During the Great Depression, the market was down 89.2 per cent excluding dividends. However, when dividends are included, the decade from 2000 to 2009 was actually worse than the decade from 1930 to 1939.
From Feb. 19 to March 23, the S&P 500 lost 33.9 per cent while the TSX fared worse with a 37.4 per cent drawdown. Both markets have rallied as I am writing, but in no way does that signal the worst is over. It might be, but we could also have a long way to go before the market truly turns around.
Nobody knows how this will play out. There are lots of projections and predictions but the reality is we are in uncharted waters. Never have the authorities tried to shut down so many aspects of the economy around the world. There are lots of prognosticators saying they predicted this bear market, but many had predicted a similar collapse every year since the financial crisis and it is important to remember that a broken clock is also right twice a day.
We can’t manage or predict the market. Nobody regularly picks a market top or bottom, and trying to do this is a fool’s game. Playing coulda, woulda, shoulda is also a non-productive pursuit, and while there is a “reverse” in our vehicles, none exists in life. In times of crisis most things are outside of our control, but we do control our own behavior and reactions.
Whether you are putting money into the market to build assets or collapsing accounts to live on during retirement, it is best to do so at a steady, gradual pace, especially when markets are fluctuating five to 10 per cent per day. That way you’re never buying everything at the top or selling everything at the bottom. The market survived the First World War, the Great Depression and the Second World War within a span of 30 years. It will survive this.
Let’s say you wish to invest $100,000 over the next year, add about $8,000 per month. Identify the strong companies you wish to buy and perhaps invest $4,000 in two companies each month. There is nothing wrong with buying (or selling) a small stake in a company now and more later. It doesn’t have to be all or nothing. Similarly, if you are taking money out it’s best to do so at a gradual pace, picking the lower quality companies you want to sell first, then moving to the better ones later. However, it is important to do what is within one’s comfort zone as an investor.

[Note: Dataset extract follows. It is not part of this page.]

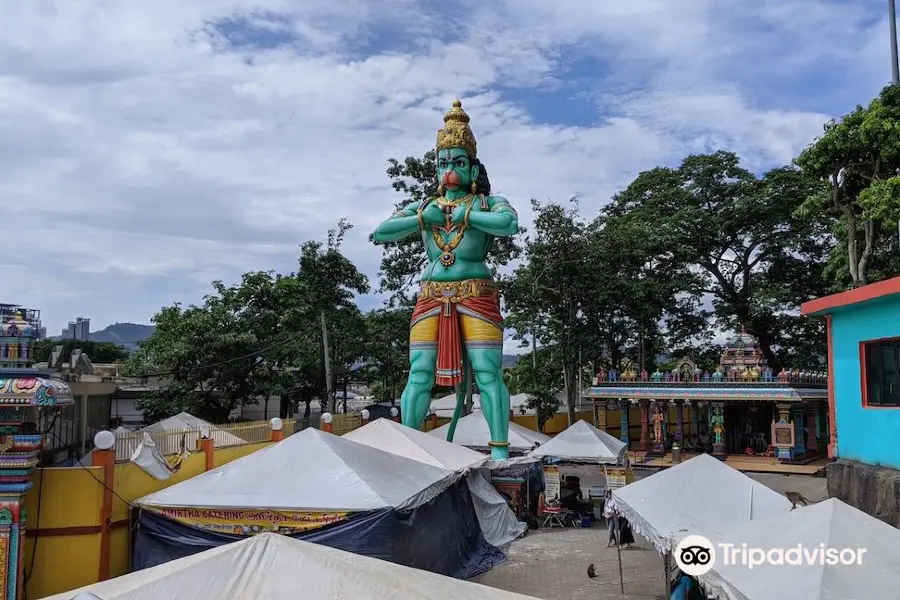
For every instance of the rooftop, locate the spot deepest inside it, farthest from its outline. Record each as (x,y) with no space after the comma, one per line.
(866,293)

The stock market provides significantly superior long-term results partly because of its unpredictability. If the market was consistent it would provide returns similar to other consistent return investments like GICs. Because its returns are unpredictable short term, it must provide superior long-term results to attract investors. My preference is for superior returns and to accept volatility to achieve them.
Expectations, but with a high level of uncertainty:
1. The economic crisis will last much longer than the health crisis.
2. Despite government action to support individuals and businesses, significant bankruptcies are unavoidable.
3. This crisis may finally end residential real estate speculation in Toronto and Vancouver.
4. Companies should repatriate some production to North America, so supply chains are less concentrated in China. Reliability of supply should become as important as cost.
5. Many public companies will be forced to cut dividends to save cash, and others that normally increase dividends annually will not be able to do so for a couple of years.
6. The markets will be choppy for an extended period.
With greater certainty:
7. Those who keep their wits and avoid panic will experience excellent opportunities to build.